Apesar da forte oposição dos ministérios da saúde e da agricultura, a comissão de comércio e indústria do Parlamento sul-africano incluiu disposições controversas relativas à rotulagem de alimentos geneticamente modificados (GM) no Projeto de Lei de Proteção ao Consumidor.

Uma vez implementado o projeto de lei, a rotulagem do conteúdo de transgênicos nos alimentos se tornará obrigatória; nesse caso, produtores, importadores, distribuidores e varejistas serão responsabilizados por quaisquer danos causados por esses produtos.
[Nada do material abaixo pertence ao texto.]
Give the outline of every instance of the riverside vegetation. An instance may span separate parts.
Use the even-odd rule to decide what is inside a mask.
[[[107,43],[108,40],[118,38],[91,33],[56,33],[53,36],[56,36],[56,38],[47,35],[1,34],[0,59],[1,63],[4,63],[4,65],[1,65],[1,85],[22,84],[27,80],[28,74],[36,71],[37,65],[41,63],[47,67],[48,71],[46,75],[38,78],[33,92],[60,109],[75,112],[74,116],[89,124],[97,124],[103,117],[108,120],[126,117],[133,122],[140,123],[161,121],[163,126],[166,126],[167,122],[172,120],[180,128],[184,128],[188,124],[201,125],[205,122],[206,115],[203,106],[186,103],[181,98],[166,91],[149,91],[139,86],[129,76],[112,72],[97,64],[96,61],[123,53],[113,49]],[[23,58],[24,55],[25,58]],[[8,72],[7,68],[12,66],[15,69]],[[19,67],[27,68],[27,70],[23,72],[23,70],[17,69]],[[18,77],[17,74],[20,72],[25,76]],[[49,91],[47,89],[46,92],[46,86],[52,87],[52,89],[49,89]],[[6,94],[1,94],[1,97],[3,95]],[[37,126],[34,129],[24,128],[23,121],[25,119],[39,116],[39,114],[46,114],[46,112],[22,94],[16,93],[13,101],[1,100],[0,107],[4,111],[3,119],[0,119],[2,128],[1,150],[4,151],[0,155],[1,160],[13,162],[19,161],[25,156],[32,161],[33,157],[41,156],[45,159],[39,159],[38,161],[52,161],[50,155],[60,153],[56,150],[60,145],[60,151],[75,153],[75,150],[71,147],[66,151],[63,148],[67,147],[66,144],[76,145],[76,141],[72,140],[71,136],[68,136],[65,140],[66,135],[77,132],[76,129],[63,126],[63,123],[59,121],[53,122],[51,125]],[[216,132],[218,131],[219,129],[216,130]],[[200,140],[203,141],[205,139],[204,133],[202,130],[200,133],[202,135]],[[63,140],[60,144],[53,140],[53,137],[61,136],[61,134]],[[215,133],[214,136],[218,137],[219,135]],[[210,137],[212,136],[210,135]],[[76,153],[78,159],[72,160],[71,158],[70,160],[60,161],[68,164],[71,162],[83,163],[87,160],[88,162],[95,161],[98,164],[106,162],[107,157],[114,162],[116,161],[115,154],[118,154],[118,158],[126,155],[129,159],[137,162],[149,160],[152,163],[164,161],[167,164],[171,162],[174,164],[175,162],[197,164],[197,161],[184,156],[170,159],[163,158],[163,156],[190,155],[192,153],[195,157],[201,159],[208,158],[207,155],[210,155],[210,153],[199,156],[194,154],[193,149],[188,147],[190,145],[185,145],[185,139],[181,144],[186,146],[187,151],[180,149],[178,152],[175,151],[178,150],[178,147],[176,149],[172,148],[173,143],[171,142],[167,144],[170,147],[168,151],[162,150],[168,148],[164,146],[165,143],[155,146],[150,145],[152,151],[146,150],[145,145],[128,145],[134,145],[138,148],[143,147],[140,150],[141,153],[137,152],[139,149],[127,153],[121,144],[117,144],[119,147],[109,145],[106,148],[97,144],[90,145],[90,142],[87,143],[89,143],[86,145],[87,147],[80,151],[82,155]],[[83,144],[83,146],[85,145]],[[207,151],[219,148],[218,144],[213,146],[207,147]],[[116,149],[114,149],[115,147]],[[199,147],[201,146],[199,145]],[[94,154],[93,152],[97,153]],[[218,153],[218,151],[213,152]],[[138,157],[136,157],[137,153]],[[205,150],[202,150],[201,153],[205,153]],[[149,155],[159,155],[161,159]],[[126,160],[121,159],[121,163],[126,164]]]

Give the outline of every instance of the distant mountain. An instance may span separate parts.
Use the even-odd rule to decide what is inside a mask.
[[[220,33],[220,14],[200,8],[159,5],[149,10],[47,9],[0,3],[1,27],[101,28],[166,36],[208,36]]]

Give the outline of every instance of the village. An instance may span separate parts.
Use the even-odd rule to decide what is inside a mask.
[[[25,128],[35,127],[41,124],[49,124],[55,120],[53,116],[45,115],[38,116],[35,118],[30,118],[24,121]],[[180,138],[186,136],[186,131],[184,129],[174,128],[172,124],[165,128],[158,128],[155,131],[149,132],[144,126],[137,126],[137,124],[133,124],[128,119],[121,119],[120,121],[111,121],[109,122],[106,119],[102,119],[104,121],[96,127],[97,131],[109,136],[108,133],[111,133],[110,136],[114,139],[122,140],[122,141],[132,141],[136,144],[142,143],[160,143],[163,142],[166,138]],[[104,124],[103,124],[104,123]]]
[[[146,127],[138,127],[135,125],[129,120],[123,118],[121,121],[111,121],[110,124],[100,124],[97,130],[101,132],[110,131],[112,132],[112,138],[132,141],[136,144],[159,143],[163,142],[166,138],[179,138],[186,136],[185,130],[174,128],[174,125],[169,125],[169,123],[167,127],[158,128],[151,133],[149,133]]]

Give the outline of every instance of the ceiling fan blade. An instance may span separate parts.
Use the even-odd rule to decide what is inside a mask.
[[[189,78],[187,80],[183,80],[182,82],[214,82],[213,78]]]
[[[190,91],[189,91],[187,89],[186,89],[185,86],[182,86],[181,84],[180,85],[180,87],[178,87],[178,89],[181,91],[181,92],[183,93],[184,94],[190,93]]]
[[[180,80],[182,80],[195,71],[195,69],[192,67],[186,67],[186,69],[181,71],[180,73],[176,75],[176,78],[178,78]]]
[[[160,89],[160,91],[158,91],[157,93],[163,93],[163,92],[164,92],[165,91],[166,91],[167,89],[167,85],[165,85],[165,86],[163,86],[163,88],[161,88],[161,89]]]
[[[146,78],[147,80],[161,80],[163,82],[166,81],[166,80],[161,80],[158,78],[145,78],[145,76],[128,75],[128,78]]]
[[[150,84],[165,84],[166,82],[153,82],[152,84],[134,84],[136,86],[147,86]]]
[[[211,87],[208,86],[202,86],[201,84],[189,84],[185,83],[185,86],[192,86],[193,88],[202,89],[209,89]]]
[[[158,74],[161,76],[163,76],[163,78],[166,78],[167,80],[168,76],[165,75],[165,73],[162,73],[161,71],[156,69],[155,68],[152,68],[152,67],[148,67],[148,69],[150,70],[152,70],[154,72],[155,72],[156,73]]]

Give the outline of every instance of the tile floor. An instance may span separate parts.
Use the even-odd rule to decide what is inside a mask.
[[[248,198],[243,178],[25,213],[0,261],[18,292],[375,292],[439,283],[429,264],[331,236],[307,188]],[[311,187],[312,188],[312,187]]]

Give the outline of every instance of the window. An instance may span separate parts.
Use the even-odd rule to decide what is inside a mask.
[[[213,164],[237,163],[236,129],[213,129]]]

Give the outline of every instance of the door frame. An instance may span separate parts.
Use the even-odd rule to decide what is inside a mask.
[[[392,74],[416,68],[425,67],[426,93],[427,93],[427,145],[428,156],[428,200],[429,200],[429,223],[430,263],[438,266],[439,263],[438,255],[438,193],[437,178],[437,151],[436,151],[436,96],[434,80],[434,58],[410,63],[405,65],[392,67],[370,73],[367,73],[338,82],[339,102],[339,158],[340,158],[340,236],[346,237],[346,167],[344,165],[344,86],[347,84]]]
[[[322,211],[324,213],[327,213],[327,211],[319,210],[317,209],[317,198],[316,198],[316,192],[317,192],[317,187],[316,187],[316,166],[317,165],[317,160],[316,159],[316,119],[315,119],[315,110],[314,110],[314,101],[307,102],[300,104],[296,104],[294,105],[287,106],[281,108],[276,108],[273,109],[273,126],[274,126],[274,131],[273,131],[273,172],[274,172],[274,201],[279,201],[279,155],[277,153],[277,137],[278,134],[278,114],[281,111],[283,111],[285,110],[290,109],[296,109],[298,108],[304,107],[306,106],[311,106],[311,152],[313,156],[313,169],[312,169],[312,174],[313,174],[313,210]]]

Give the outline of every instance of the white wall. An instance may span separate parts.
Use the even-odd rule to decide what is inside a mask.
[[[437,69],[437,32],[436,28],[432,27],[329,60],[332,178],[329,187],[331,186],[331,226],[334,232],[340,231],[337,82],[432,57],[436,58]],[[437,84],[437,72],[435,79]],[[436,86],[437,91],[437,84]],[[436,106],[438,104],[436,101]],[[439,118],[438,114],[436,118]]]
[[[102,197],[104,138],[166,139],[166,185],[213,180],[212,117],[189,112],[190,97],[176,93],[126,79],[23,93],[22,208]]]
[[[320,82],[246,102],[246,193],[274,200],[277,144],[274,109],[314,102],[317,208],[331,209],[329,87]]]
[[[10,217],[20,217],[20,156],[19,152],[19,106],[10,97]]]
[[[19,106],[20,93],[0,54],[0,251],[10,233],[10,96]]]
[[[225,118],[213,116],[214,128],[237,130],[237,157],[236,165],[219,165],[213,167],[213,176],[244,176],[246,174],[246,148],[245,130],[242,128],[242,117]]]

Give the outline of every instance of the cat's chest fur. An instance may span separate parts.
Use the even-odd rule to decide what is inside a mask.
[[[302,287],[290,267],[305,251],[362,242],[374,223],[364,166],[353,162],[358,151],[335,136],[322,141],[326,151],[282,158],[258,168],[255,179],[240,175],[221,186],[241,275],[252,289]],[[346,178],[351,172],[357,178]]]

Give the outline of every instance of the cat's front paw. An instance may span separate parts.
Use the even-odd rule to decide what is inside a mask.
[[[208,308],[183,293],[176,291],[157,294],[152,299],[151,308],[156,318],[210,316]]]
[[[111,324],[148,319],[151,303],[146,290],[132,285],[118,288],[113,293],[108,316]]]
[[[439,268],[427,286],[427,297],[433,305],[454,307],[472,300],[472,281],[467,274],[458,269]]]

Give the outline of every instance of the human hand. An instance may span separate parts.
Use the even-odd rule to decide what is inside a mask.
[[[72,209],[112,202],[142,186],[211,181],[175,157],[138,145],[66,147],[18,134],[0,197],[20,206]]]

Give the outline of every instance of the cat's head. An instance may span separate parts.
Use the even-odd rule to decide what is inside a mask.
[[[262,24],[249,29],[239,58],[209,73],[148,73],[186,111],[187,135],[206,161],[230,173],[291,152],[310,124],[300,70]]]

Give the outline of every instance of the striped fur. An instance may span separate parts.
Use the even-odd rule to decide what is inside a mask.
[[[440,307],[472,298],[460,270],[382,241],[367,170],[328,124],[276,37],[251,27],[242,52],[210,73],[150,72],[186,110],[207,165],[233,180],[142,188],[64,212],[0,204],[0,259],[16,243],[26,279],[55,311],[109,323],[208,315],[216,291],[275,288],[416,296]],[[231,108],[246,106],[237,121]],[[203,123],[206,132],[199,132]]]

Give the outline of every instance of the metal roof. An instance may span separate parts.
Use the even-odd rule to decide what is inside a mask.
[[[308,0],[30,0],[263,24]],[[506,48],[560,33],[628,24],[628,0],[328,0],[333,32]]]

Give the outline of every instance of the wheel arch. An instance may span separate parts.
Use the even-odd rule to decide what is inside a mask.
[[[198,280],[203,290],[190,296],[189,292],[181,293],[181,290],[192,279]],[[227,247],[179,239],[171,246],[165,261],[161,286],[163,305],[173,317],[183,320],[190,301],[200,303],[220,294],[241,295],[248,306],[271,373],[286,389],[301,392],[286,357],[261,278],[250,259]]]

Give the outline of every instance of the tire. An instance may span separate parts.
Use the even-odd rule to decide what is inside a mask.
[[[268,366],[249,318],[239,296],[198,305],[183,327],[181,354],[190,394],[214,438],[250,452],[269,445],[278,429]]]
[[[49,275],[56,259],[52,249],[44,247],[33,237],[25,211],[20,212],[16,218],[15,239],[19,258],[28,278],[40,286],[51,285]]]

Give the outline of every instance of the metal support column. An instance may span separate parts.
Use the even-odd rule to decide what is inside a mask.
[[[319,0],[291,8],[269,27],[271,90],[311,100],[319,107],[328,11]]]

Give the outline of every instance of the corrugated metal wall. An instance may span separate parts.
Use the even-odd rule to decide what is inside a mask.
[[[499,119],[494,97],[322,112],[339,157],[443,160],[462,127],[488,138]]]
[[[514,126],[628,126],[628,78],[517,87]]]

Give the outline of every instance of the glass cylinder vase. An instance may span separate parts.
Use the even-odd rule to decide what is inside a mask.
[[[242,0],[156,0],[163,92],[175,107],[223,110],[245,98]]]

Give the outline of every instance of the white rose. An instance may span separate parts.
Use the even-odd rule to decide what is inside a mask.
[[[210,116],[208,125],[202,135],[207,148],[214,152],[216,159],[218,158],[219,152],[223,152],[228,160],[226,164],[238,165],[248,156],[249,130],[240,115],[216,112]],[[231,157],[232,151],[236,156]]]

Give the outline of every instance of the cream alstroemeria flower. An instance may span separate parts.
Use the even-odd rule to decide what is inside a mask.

Embora os organismos geneticamente modificados (OGMs) tenham sido excluídos da versão original do projeto de lei, a comissão decidiu ontem adotar a cláusula de rotulagem. A rotulagem é atualmente voluntária e só se torna obrigatória em casos extremos de modificação genética.

A cláusula de rotulagem introduzida no projeto de lei estabelece que “qualquer pessoa que produza, forneça, importe ou embale quaisquer mercadorias prescritas deve exibir na embalagem dessas mercadorias ou em conjunto com ela, um aviso na forma e maneira prescritas que revele a presença de quaisquer ingredientes ou componentes geneticamente modificados dessas mercadorias, de acordo com os regulamentos aplicáveis”. Esses regulamentos seriam emitidos pelo departamento de agricultura, que continuaria responsável por determinar os limites e os requisitos técnicos.